Sandra Hale: Self Helpless! | Brighton Fringe comedy review by Steve Bennett

Sandra Hale: Self Helpless!

Brighton Fringe comedy review by Steve Bennett

If someone told you Sandra Hale had been a bit-part actor in the Carry On films of the 1970s, you would believe them. She has that old-school theatrical mix of elegant glamour and crystal RP voice with a gossipy, flirtatious impishness.

As an older woman in showbusiness, 65 in July, she’s keen to show that she’s ‘not invisible yet’ – a stance which dovetails with her proudly proclaimed neediness as an insecure performer. She literally begs for attention, repeatedly commanding the audience to ‘fill up my tank’… of self-worth, that is.

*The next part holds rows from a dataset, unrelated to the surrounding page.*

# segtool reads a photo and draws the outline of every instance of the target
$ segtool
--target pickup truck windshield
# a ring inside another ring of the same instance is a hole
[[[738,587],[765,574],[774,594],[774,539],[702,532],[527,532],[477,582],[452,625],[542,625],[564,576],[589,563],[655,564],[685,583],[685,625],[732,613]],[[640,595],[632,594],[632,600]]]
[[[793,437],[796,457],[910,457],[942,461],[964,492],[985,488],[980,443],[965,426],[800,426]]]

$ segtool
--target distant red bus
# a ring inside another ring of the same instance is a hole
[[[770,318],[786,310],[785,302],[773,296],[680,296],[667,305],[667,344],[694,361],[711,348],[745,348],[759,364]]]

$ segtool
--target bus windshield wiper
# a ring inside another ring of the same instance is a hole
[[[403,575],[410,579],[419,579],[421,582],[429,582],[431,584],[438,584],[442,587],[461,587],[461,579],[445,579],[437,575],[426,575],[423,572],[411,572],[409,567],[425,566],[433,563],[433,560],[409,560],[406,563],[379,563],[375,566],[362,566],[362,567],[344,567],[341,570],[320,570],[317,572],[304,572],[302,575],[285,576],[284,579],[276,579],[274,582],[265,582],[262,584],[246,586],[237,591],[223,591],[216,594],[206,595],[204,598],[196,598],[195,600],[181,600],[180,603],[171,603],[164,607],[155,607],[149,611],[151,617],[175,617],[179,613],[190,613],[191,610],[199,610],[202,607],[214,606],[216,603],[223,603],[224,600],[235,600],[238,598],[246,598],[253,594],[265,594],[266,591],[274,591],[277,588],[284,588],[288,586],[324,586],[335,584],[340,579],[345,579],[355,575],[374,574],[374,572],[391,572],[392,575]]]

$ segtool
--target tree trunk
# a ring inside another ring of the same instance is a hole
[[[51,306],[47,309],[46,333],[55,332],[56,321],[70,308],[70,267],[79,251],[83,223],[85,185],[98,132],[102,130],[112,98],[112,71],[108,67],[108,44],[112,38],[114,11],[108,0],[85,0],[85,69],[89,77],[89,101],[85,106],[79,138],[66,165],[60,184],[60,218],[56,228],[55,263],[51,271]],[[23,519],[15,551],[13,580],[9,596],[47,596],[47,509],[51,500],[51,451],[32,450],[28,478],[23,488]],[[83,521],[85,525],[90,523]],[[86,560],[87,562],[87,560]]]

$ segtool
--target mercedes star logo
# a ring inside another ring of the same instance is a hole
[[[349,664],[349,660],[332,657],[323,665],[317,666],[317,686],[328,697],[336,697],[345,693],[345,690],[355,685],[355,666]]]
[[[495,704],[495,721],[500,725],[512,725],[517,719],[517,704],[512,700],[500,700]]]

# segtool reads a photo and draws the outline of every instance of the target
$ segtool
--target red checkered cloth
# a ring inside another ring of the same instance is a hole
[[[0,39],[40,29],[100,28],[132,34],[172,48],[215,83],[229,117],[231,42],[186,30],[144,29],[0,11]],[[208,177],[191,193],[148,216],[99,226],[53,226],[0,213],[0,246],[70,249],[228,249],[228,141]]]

That craving means she works jolly hard to entertain for every minute she’s on stage – even dropping in a song or tap-dance to make sure the attention remains focussed on her.

The attitude’s not only jaunty, but slightly salacious, too, as she jokes about blow-jobs and makes vampish come-ons to various members of the audience, flagrantly unconcerned with being ‘age-appropriate’.

While it’s a winning personality, the material can be as scatty as she is. The fear of losing us even for a second makes for an agitated set, busy with gags of various quality (lots of them about willies) without always sticking to a firm direction of travel.

Related is the uncertainty that surrounds the veracity of her supposedly autobiographical tales. Was she really complicit in a  robbery? That seems ambiguous. Dating the drummer of Marmalade – the Scottish band who had a 1969 hit with Ob-La-Di-Ob-La-Da – seems more credible. 

When we’re certain that the stories are the truth, from her bad parenting to experiences of online dating and the profiles of divorcees she encounters, the routines hit harder.

Superficially, Self Helpless! is about handing down her hard-won pearls of widsom, which tends towards such unfashionable aphorisms, as ‘NEVER be yourself’, ‘never have an opinion if you’re married’ – and even ‘never be ugly’.

Though disparate, the show is held together by the strength of her compelling personality – and with a little more direction, plus a little more confidence that her innate likability doesn’t require so many distractions to prop up, she could be on to something good.